''Epilog''

16.4K 1.5K 289
                                    

Liam

- Co tu się dzieje? - pytam mojego ojca, który znosi do samochodu walizki. Czyżby jakiś ważny rodzinny wyjazd, o którym nikt mnie nie raczył wcześniej poinformować?

- Wyjeżdżamy. Teraz! - mama zbiega ze schodów z kolejnymi walizkami i podaje je ojcu. - Wracamy do Brazylii.

- Co? Dlaczego?

- Bo tu nie jesteśmy legalnie - warczy ojciec. - A nie mam zamiaru siedzieć za kratkami, jak ktoś to odkryje.

- Ale nikt o tym nie wie - oburzam się. Nie mam zamiaru opuszczać miasta, w którym się wychowałem, tylko poprzez pieprzony strach rodziców. Ja tu mam wiele spraw do zakończenia.

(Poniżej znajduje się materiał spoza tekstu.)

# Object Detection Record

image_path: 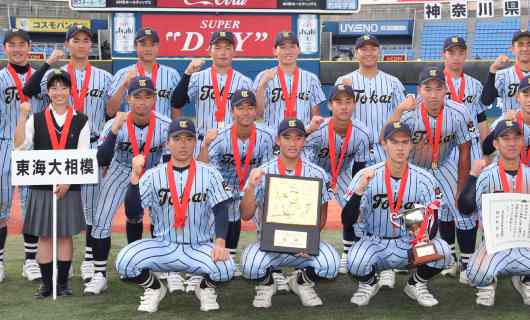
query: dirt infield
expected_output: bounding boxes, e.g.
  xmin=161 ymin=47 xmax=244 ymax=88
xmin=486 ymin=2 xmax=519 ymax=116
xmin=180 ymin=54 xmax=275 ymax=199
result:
xmin=8 ymin=192 xmax=341 ymax=234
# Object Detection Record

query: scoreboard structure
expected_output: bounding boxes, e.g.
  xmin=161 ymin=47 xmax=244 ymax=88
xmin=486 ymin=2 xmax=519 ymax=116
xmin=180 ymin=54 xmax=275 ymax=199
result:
xmin=69 ymin=0 xmax=360 ymax=14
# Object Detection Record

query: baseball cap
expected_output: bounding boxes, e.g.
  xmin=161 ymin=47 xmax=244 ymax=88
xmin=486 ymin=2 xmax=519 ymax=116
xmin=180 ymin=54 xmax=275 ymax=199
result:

- Collinsowie wiedzą. - zamyka bagażnik i spogląda na dom mojego dzieciństwa. - Lewe obywatelstwo to był bardzo zły pomysł. Wsiadaj do samochodu i nie zadawaj więcej głupich pytań! - nie wierzę. Mam ochotę coś rozwalić, ale nie ma w pobliżu niczego, co byłoby dobrym workiem. Pieprzeni Collinsowie! Niepotrzebnie wygadałem się kiedyś tej małej, wrednej, suce, że nie mieszkam w San Francisco do końca legalnie. Zdobycie obywatelstwa tutaj jest bardzo trudne, a sfałszowanie dokumentów było znacznie łatwiejsze. Wsiadam do samochodu i ostatni raz spoglądam na dom, w którym zostawiam wszystkie swoje wspomnienia. W tym roku spędziłem tutaj ostatnie święta. Sylwester powitam już w Brazylii. KUUUUUUUUUUUUURWA!

*****

Jayden

- Czego chcesz? - Gillian otwiera mi drzwi w samym szlafroku i kapciach z króliczkami. Włosy ma mokre, a mina może wystraszyć niejednego delikwenta, ale nie mnie. Ja tutaj przyszedł z bardzo ważną, życiową misją. Jako moje nowe postanowienie, postanowiłem być milszy dla brata, dlatego muszę naprawić kilka swoich życiowych błędów.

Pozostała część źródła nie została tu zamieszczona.